Eleanor Clift has an interesting read in which she outlines Bush's, and our, troubles.

Bombings of hotels in Amman, Jordan, begged the question: Why can’t we capture Abu Musab al-Zarqawi, the Jordanian-born insurgent leader in Iraq suspected of carrying out the attacks—or Osama bin Laden for that matter? Al-Zarqawi moves beyond the borders of Iraq to become a regional threat while Vice President Dick Cheney, a veteran of multiple draft deferments, battles Sen. John McCain, a former POW, for pushing an amendment to the defense appropriations bill that puts the U.S. government on record opposing torture.

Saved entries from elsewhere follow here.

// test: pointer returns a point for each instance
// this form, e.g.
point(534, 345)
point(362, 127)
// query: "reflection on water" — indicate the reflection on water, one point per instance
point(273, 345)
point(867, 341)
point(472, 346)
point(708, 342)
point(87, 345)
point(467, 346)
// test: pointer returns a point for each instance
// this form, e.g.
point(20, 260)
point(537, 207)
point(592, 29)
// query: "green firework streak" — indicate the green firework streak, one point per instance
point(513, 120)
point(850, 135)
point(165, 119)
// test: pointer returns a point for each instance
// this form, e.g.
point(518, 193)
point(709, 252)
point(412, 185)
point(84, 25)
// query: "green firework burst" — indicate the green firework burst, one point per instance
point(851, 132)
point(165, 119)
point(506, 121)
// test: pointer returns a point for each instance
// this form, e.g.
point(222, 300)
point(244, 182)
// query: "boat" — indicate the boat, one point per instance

Something is deeply askew in the White House when the priorities are so off kilter. Unless events conspire to save President George W. Bush—Iraq turns around, the economy improves for average workers (not just oil execs), and the price of energy comes down—he is heading for a full meltdown, a scary prospect when you realize he’s president for three more years. What’s needed now is the political imagination to change direction, the way President Bill Clinton did after losing both the House and Senate in 1994.
This is a battle between the Bushes of Kennebunkport and the Bushes of Crawford, and who prevails will determine which direction Bush 43 goes for the rest of his term.
If Bush sticks with Rove and goes to the right, there’s a ceiling on his popularity at best of 45 percent. If he moves to the center, like the Bush 41 crowd would like, the base collapses and he doesn’t necessarily pick up votes in the center. The administration is too far gone, the problems intractable.
[emphasis mine]

I'd say, however, that this is a battle not between supporters of the senior Bush and the cronies of Bush lite. I think it's more a matter of an internal war of Dubya's personal demons. Will his stubborn, intractable nature continue to dominate, his fragile ego requiring demonstrations of "respect" and opportunities to prove his manhood? Or will he, as he did so often in his earlier years, allow Daddy's pals to bail him out of this jam? Heaven knows, the latter would be better for us. That crowd might be despicable in many ways but they're certainly a vast improvement over Rove/Cheney et al.

If I weren't so convinced that Bush is either drinking again (see also here and here) or on medication, I'd feel more optimistic that Junior would cave and ask for help. As poor decision-maker as he is during the good times, any impairment of those faculties is downright scarifying. Strong drink makes him belligerent and arrogant and reinforces all his worst qualities.